Ach, wer hilft mit kluger Wahl All die Lieder mir gestalten, Die um deine Lippen walten, Die in deiner Augen Strahl

Ohne Zahl Mit so holdem Liebesleben Lächeln, blitzen, glühn und schweben! Flüchtig, leicht und bunt beschwingt,

Schwärmen sie wie Frühlingsbienen; Alles seh' ich blüh'n und grünen, Lenz und Leben sind verjüngt, Jedes bringt

Freundlich seine süßen Gaben, Um mein traurend Herz zu laben. Eines will mit Sonnenschein Flur und Himmel mir besäumen,

Jenes singt auf blüh'nden Bäumen Wie ein zartes Vögelein, Und im Hain Rinnt ein andres leis' und helle,

Rauscht und spielt wie West und Welle.
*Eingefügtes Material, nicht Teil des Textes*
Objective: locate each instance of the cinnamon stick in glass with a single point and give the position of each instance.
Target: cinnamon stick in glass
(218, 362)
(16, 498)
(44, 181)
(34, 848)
Bange Lust und linde Ruh, Wünsch' und fröhliches Gelingen Lächeln, flüstern, wehn und singen

Mir die Holden freundlich zu, Und was du Nimmer mir gewährst, das bieten Mir die süßen Liebesblüthen.

Schon dein sel'ges Bild allein Kann mir alles Schöne geben, Denn es wohnen Lieb' und Leben, Lenzgesang und Sonnenschein,

Lust und Pein, Keuscher Thau und helle Flammen Dir in einem Blick beysammen.